South Korea to Launch 24-Hour FX Market in Bid for MSCI Developed-Market Upgrade

South Korea announced plans to open its currency market for 24-hour trading starting in July 2026, marking a major step toward internationalizing the won and seeking an upgrade to developed-market status from Morgan Stanley Capital International (MSCI). The move is part of a broader effort by the South Korean government to enhance financial market accessibility and attract global investment.


Roadmap for FX Market Internationalization

Vice Finance Minister Lee Hyoung-il said the government will release a roadmap in the first half of 2026 to improve the won’s accessibility and boost demand through measures such as offshore won financing.

Key initiatives include:

  • Extending trading hours to 24/7 FX trading.
  • Loosening reporting requirements for market participants.
  • Simplifying the registration process for both domestic and foreign traders.
  • Enhancing cross-border payment settlements and overseas financing.

Currently, the dollar-won market operates for just six-and-a-half hours daily, and direct dollar transactions are restricted to two domestic interbank networks. Expanding trading hours and easing regulations aim to increase liquidity and align South Korea’s FX market with global standards.


MSCI Developed-Market Upgrade

South Korea’s restricted currency-trading regime has historically prevented MSCI from upgrading it from an emerging market to a developed market. MSCI cites the limited accessibility of the won as a key impediment.

President Lee Jae Myung has prioritized the upgrade as part of his economic policy agenda, following reforms and tax measures introduced since taking office in June 2025. These market reforms underpin the KOSPI stock index rally, which surged 76% in 2025, marking its strongest performance since 1999.


Stock Market and Currency Performance

  • The won reached its weakest levels since 2009 during 2025 but rebounded sharply in December, gaining 2.3% after market-stabilizing measures were implemented.
  • Efforts to improve short-selling regulations, increase corporate disclosure in English, and simplify securities transactions were included in the FX and stock market upgrade roadmap.

These initiatives aim to boost investor confidence, particularly from foreign institutions, and align South Korea’s capital markets with international standards.


Economic Growth and Sector Support

The Ministry of Economy and Finance forecasts stronger growth in 2026, projecting:

  • GDP growth: 2.0% (up from 1.8% in August), following 1.0% in 2025.
  • Inflation: 2.1%, same as 2025.
  • Exports growth: 4.2%, led by semiconductor demand for AI investment, despite U.S. trade tariffs.
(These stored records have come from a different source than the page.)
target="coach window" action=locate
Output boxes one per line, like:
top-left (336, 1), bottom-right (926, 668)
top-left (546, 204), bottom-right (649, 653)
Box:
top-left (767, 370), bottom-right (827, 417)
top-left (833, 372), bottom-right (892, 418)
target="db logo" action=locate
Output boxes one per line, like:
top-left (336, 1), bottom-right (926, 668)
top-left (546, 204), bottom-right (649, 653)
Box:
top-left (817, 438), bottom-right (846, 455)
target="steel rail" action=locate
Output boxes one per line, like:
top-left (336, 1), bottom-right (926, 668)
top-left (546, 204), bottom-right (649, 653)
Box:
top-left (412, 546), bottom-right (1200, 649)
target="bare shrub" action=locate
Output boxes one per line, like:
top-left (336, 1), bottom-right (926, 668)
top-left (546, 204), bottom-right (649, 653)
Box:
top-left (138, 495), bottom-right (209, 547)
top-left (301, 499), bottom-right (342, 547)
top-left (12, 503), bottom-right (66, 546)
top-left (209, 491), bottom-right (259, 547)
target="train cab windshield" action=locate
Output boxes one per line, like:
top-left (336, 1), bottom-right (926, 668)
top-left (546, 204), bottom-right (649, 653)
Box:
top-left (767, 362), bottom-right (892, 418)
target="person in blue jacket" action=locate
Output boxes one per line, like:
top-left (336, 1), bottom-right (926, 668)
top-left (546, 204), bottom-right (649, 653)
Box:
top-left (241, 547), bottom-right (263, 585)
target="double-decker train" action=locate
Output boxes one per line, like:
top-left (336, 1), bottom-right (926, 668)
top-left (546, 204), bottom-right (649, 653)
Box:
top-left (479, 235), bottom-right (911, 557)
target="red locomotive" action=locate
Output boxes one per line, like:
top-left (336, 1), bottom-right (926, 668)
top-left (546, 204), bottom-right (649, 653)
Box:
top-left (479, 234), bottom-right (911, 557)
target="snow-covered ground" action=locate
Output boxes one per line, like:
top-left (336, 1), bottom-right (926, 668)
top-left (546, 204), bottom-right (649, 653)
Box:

The ministry plans targeted support for key industries:

  • Semiconductors: Five-year plan with financial, tax, and regulatory support.
  • Defense, biopharmaceutical, petrochemical, and steel: Ongoing policy support.
  • Shipbuilding and nuclear energy: Boosted via the $350 billion U.S. trade deal investment package.
  • Domestic manufacturing: Tax incentives to counter weakening due to overseas investments.

The government also aims to position South Korea among the world’s top three AI powers, enhancing long-term economic growth potential.


Key Takeaways

  • South Korea to allow 24-hour FX trading starting July 2026.
  • Reforms aim to internationalize the won and attract global investors.
  • MSCI upgrade to developed-market status is a major policy goal.
  • KOSPI surged 76% in 2025, supported by market reforms.
  • Government pledges continued support for semiconductors, AI, defense, and manufacturing.